|
Dubai: Dubai's trade with large European markets is slowing down, while China and India are taking over the market, a report released by the Dubai Chamber of Commerce and Industry showed.
Dubai's trade with the rest of the world ballooned to Dh663 billion in 2007 from Dh510 billion in 2006 - a gain of 30 per cent.
A huge chunk of the total trade, about 23 per cent, was secured by China and India, whose combined trade value stood at Dh154 billion in 2007, outstripping the Dh86 billion secured by the US, Japan and Australia. The five countries are considered the largest contributors to the positive growth of Dubai's trade.
The largest contributors to falling trade with Europe were the UK, Denmark, Luxembourg, the Netherlands and Finland.
Dubai's trade with Denmark, Luxembourg and Finland dipped significantly by 43.4 per cent, 86.4 per cent and 24.3 per cent respectively last year, while that with the Netherlands was stagnant.
Dubai's trade with the UK went up slightly from Dh20 billion in 2006 to Dh22 billion in 2007. But the Dubai Chamber reported that during the last three years, imports from the country had actually been "stationary, with some very slight declines".
"Thus, despite the growth in exports, total trade with UK actually slowed down, contributing negatively to growth," the report said.

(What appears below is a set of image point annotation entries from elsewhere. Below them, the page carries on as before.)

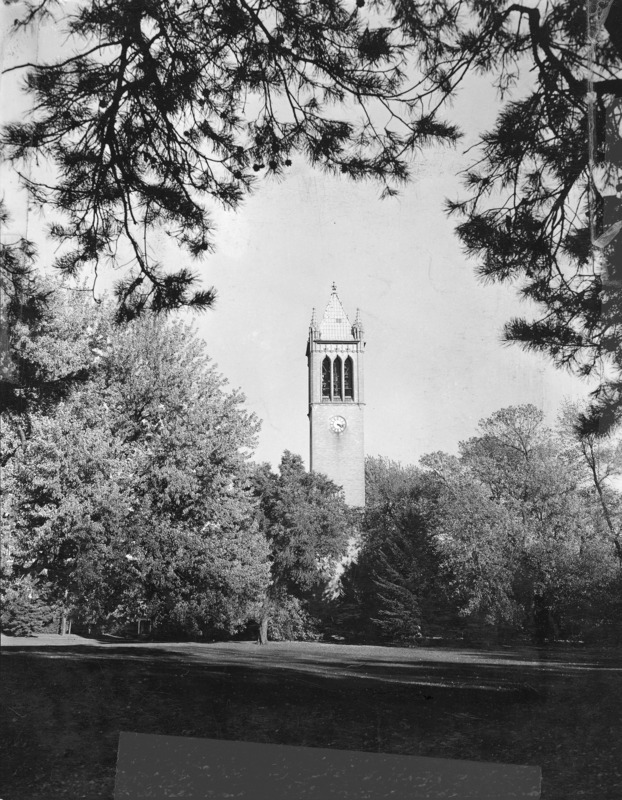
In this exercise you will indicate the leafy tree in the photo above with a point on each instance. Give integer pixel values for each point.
(521, 532)
(600, 459)
(132, 495)
(308, 525)
(52, 340)
(162, 106)
(541, 203)
(479, 544)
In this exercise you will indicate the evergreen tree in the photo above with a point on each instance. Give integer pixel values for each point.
(308, 526)
(397, 570)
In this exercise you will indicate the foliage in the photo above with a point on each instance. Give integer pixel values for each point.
(25, 608)
(541, 196)
(394, 581)
(308, 526)
(521, 532)
(163, 106)
(132, 493)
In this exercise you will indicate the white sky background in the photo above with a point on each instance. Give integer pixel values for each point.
(434, 363)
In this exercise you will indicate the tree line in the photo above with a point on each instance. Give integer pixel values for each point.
(130, 494)
(154, 111)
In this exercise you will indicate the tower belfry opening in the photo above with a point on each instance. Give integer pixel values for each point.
(336, 400)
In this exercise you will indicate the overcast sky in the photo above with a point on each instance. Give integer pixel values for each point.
(435, 363)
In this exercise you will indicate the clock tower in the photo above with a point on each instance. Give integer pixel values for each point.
(336, 402)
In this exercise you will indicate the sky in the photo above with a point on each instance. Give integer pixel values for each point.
(435, 363)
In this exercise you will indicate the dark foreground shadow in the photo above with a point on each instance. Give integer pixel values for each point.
(65, 706)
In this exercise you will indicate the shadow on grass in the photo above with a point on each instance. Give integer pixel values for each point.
(65, 706)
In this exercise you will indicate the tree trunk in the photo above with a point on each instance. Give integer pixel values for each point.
(263, 629)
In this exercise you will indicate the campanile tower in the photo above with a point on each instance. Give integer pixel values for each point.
(336, 400)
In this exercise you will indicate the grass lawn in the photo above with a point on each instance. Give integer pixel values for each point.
(65, 699)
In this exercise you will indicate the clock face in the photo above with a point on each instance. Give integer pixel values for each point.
(337, 424)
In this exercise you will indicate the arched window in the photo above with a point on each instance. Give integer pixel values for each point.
(348, 379)
(326, 378)
(337, 393)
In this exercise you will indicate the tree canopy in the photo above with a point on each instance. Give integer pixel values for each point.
(163, 108)
(308, 526)
(131, 497)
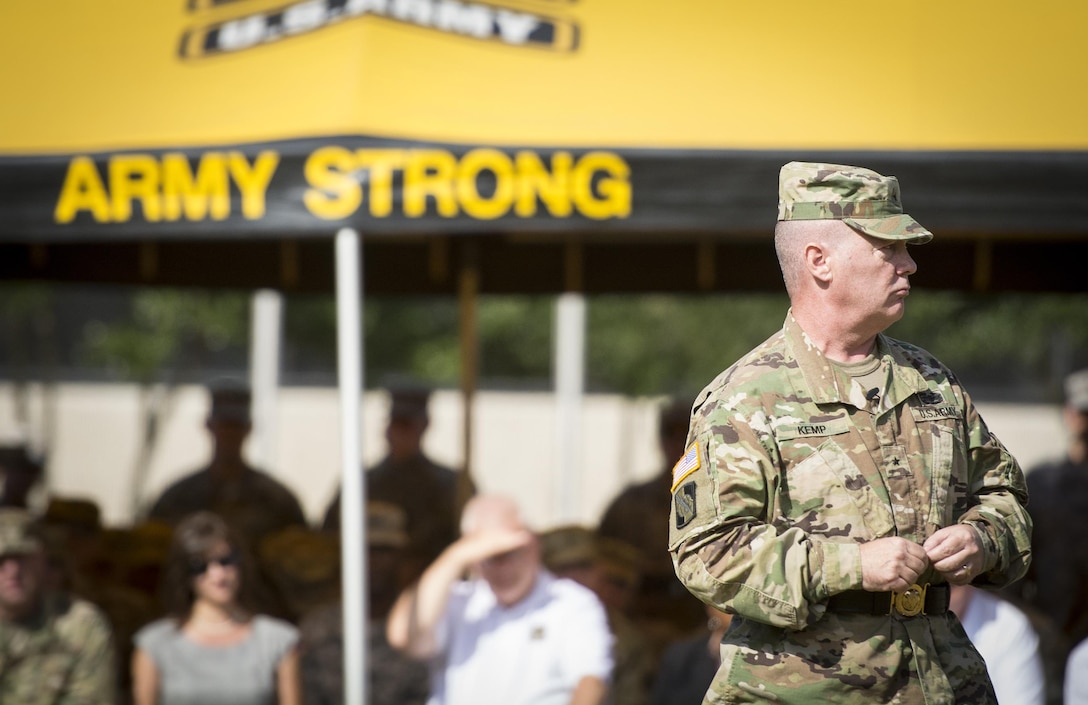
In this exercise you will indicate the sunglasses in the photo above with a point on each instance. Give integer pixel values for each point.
(200, 567)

A source from Dubai Chamber's Data Management and Research Department said the decline in Dubai's trade with Europe could be attributed, among other factors, to the strengthening of the euro against the dollar.

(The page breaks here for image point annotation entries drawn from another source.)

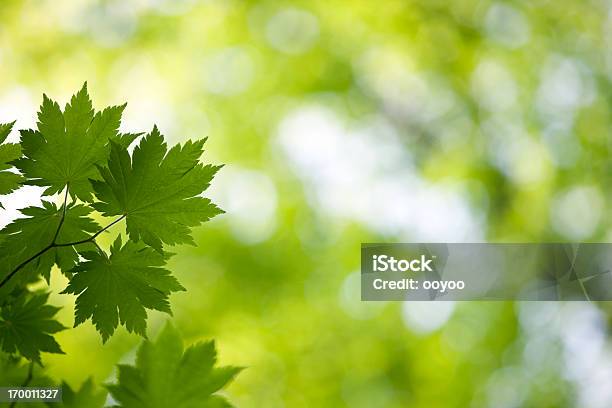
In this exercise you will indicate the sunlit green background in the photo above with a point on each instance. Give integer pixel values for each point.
(341, 123)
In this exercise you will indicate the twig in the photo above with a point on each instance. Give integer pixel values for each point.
(54, 245)
(26, 381)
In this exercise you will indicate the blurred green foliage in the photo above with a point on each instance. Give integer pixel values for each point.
(344, 123)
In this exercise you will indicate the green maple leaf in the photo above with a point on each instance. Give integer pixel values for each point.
(26, 237)
(67, 145)
(157, 190)
(9, 152)
(27, 325)
(85, 397)
(167, 376)
(120, 287)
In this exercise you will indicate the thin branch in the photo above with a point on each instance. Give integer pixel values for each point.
(93, 237)
(24, 263)
(26, 381)
(54, 245)
(59, 226)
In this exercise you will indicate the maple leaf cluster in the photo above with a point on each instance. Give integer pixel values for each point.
(154, 194)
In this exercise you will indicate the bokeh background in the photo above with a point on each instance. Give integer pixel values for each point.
(341, 123)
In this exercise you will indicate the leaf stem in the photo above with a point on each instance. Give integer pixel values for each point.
(59, 226)
(90, 239)
(55, 245)
(26, 381)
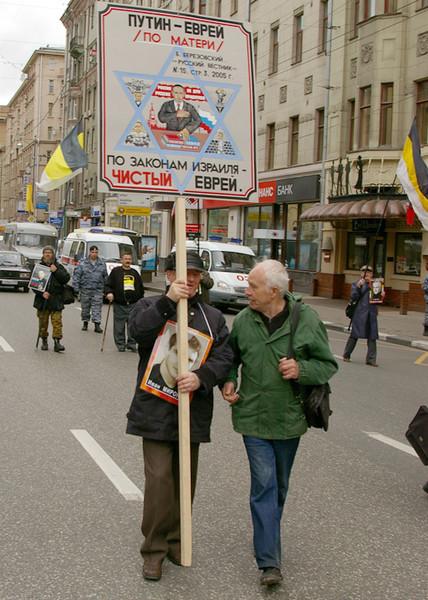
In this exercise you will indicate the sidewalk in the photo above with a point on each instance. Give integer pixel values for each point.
(393, 327)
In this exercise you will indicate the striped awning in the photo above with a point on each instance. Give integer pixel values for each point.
(357, 209)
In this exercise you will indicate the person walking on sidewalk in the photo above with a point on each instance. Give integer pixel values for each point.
(364, 322)
(266, 411)
(124, 287)
(425, 289)
(50, 303)
(89, 279)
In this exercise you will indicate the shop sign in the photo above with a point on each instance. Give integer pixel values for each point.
(298, 189)
(269, 234)
(267, 192)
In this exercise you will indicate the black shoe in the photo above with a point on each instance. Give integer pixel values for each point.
(58, 347)
(271, 576)
(152, 569)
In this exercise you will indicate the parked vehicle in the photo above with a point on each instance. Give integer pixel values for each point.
(228, 264)
(110, 247)
(14, 272)
(29, 239)
(134, 236)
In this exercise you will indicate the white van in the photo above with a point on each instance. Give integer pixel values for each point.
(110, 247)
(29, 239)
(228, 265)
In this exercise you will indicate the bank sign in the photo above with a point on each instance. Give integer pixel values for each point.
(176, 104)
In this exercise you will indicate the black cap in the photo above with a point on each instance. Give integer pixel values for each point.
(194, 261)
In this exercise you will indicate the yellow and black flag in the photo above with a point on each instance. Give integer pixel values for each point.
(412, 172)
(66, 162)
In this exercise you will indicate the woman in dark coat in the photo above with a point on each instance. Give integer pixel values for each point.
(50, 303)
(364, 321)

"The US dollar-euro exchange rate could be affecting imports from Europe, as goods from European countries have become much more expensive," a researcher said.
"Imports from European countries are heavily concentrated on electronic goods, machineries and transport equipment. Increasingly, large values of these goods are being imported from Japan, South Korea, China, USA and Australia."
Data released by Dubai World's Department of Statistics showed that Dubai had been heavily buying goods from China, spending about Dh68 billion on imports in 2007 alone, up from Dh46 billion in 2006. The trend is expected to continue, as China's heavy and technology-based industries are growing rapidly.
The five biggest imports from China were machinery, electrical and electronics equipment (Dh33 billion); base metals and their products (Dh8.4 billion); textiles and textile articles (Dh8.3 billion); miscellaneous manufactured articles (Dh4 billion) and plastics rubber products (Dh2 billion).
Dubai's imports from India, heavily dominated by gold and diamond, hit Dh43 billion last year from Dh28 billion in 2006. In 2007, the emirate spent Dh22 billion on India's precious and semi-precious stones and metals; Dh4.7 billion on base metals and their products; Dh4 billion on machinery, electrical and electronics equipment; Dh3 billion on textiles and textile articles and Dh2.6 billion on vegetable products.
Looking at the trade patterns for 2006 and 2007, the Dubai Chamber said the biggest contributor to declines in Dubai's total trade with Europe was Finland. Dubai's total trade with the country fell by 47 per cent in 2006 and 24 per cent in 2007.